En outre, les décisions 16.17 à 16.25, relatives à la CITES et aux moyens de subsistance, ont été adoptées à la CdP de Bangkok en 2013. Elles énoncent la feuille de route pour traiter ces questions entre la CdP16 et la prochaine session à la fin 2016. En bref, ces décisions prévoient le développement d’outils permettant d’évaluer les impacts des inscriptions à la CITES sur les moyens de subsistance, l’élaboration de lignes directrices pour la prévention et l’atténuation des effets négatifs, et la réalisation d’études de cas réparties en étude spécifiques aux espèces et études thématiques. L’une des études thématiques prévues porte précisément sur ‘la criminalité liée aux espèces sauvages et les moyens de subsistance des communautés rurales’. Nous sommes convaincus que les conclusions de ce colloque constitueront un apport important dans ce domaine. Nous invitons ici les participants à approfondir cette étude de cas en collaboration avec la CITES afin de la présenter pour discussion et prise de décision à la CdP17.
A ce sujet, le Secrétaire général de l’Organisation des Etats américains (OEA), par le biais du Ministère du Développement durable (MDD) de Colombie, et le Secrétariat de la CITES ont organisé la semaine dernière un atelier sur “l’évaluation des impacts de la CITES sur les moyens de subsistance” à Cispatà, Colombie. Cet atelier visait à présenter des expériences réussies de maintien des moyens de subsistance, et à stimuler la diffusion des enseignements acquis sur les liens entre moyens de subsistance et espèces inscrites à la CITES.
Le projet de manuel sur les outils et les lignes directrices élaborés par le groupe de travail sur la CITES et les moyens de subsistance a également été débattu. Ce manuel a été élaboré conjointement par le Département du Développement durable de l’OAE et le Secrétariat de la CITES. Tous les Etats membres et organisations participant à l’atelier ont été invités à apporter leur contribution à la version définitive du manuel, et ont approuvé l’emploi de leur sigle. Un rapport complet de cet atelier sera disponible prochainement ; par ailleurs, nous avons récemment créé un portail accessible depuis notre site web, qui fournit des informations sur les moyens de subsistance et la CITES.

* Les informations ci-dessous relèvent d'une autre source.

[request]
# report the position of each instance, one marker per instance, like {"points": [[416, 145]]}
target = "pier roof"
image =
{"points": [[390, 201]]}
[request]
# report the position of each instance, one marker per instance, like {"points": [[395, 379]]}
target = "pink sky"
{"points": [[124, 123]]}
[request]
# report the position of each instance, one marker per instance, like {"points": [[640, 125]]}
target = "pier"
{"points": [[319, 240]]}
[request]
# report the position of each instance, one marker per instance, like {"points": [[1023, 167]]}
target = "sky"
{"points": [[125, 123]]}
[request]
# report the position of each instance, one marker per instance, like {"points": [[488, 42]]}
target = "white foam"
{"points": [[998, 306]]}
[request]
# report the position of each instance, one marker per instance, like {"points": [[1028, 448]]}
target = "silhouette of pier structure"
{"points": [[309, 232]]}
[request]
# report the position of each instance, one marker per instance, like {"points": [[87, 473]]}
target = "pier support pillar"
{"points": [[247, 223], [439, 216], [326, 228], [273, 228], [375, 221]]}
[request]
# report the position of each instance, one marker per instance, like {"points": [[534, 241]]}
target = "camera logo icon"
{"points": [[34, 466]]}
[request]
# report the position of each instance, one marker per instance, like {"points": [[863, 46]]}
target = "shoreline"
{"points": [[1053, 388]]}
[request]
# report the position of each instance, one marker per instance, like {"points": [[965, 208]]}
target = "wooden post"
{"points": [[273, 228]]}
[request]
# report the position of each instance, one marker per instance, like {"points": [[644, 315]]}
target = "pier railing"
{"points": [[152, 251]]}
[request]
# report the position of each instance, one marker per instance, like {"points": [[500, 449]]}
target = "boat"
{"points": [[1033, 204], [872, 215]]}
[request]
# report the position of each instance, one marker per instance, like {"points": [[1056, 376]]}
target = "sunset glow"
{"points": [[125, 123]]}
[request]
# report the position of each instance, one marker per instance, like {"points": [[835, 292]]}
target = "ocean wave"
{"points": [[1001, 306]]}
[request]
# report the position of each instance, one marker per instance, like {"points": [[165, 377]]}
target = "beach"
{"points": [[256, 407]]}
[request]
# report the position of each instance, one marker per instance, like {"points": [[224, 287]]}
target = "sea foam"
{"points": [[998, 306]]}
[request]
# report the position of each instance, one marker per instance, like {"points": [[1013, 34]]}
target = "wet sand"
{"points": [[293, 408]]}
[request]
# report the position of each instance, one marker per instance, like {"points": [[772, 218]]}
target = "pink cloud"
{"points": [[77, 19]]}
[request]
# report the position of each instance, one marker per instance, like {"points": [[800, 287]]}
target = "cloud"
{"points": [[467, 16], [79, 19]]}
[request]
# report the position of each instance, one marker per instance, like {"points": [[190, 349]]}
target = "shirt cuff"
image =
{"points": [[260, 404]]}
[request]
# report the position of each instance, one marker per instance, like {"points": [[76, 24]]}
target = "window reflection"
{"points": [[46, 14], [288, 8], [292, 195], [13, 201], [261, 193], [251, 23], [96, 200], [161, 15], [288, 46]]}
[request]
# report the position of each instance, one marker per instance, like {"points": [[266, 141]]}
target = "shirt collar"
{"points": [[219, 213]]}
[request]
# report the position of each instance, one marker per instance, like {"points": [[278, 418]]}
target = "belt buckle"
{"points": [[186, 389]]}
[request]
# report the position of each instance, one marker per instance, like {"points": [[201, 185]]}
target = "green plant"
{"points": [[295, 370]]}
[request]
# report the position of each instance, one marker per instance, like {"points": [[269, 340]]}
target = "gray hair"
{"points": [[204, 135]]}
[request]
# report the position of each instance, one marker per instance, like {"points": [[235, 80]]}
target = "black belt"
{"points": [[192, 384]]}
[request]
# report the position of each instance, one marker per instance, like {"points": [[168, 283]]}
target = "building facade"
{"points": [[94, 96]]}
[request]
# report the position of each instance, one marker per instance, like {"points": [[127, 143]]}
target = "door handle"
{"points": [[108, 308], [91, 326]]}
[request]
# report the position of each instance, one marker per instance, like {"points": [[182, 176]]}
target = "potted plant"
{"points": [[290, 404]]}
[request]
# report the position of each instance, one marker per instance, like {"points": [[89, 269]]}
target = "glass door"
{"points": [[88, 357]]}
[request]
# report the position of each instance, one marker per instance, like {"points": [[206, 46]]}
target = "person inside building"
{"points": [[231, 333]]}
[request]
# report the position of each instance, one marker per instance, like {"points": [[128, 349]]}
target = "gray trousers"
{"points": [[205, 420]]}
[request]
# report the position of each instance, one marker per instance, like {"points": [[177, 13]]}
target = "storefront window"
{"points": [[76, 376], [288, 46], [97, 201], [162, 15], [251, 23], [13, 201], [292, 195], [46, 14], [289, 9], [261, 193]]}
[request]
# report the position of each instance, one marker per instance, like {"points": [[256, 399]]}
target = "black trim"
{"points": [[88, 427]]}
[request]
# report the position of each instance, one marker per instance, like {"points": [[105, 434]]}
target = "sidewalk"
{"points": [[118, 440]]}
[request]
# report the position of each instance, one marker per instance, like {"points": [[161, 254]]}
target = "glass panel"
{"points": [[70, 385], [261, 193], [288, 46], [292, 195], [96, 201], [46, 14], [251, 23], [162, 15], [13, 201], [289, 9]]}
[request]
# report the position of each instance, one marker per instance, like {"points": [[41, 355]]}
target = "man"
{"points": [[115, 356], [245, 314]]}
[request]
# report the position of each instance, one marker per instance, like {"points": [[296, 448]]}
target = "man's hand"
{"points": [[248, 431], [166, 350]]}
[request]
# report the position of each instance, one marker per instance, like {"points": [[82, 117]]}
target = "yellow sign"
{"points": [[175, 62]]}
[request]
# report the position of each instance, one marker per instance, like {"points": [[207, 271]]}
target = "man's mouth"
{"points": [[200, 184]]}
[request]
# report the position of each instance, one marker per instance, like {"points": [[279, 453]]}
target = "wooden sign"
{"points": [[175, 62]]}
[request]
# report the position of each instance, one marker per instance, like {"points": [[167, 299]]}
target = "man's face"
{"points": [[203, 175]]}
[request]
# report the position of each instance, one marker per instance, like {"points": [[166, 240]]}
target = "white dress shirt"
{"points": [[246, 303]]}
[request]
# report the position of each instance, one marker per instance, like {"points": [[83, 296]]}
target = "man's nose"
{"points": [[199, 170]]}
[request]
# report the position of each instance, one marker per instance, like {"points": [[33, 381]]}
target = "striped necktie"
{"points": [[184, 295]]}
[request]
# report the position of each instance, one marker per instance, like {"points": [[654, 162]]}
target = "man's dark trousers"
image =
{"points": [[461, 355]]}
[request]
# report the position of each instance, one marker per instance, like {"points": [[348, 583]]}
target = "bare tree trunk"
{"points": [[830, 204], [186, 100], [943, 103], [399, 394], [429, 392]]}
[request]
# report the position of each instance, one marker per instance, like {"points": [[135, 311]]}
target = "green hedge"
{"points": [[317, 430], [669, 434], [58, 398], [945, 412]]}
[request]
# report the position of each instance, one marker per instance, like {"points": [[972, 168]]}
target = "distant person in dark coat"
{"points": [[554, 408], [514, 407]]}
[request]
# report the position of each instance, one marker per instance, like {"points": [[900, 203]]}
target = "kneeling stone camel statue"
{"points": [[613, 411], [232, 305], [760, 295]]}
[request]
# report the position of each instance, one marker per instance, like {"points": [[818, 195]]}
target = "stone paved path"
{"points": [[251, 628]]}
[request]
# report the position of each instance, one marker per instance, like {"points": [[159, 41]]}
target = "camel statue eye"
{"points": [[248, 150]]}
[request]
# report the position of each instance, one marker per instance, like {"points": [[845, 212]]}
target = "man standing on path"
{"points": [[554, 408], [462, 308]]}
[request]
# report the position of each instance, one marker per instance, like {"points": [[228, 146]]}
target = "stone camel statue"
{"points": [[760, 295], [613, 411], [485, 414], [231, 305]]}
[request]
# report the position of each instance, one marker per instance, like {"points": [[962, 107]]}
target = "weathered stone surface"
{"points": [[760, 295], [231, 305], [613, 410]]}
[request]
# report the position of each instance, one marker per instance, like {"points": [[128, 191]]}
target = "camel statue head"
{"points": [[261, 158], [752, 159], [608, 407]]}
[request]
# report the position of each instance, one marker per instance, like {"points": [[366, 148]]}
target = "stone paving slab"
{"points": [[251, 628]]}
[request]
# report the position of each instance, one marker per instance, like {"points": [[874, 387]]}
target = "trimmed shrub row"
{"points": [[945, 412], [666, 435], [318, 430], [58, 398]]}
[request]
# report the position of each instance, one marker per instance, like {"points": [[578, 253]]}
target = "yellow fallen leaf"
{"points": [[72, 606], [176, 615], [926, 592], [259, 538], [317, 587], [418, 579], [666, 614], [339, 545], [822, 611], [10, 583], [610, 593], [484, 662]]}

La Conférence de Londres sur le Commerce illégal des espèces sauvages, tenue en février 2014, a débouché sur une déclaration qui reconnait également les répercussions négatives du commerce illégal des espèces sauvages sur les moyens de subsistance, ainsi que la nécessité de renforcer les capacités des communautés locales de rechercher des opportunités durables de moyens de subsistance. Une conférence de suivi est prévue le mois prochain au Botswana pour évaluer les progrès. Le colloque qui se tient aujourd’hui à Muldersdrift, avec ses conclusions et ses recommandations, offre une grande occasion de donner un élan à ce processus, lequel peut, à son tour, contribuer à la réalisation des mandats internationaux adoptés par les Parties à la CITES.
Au cours du colloque, Tom explicitera plus en détails ces processus où la CITES est chef de file. Pour ma part, je souhaite vous encourager tous à saisir cette occasion pour apporter votre contribution à ces processus nés de la volonté des Parties, qui trouveront leur aboutissement, ici, en Afrique du Sud, fin septembre ou début octobre 2016, à la CdP17 de la CITES.
Je vous remercie vivement de votre attention et vous adresse tous mes vœux de succès pour le colloque.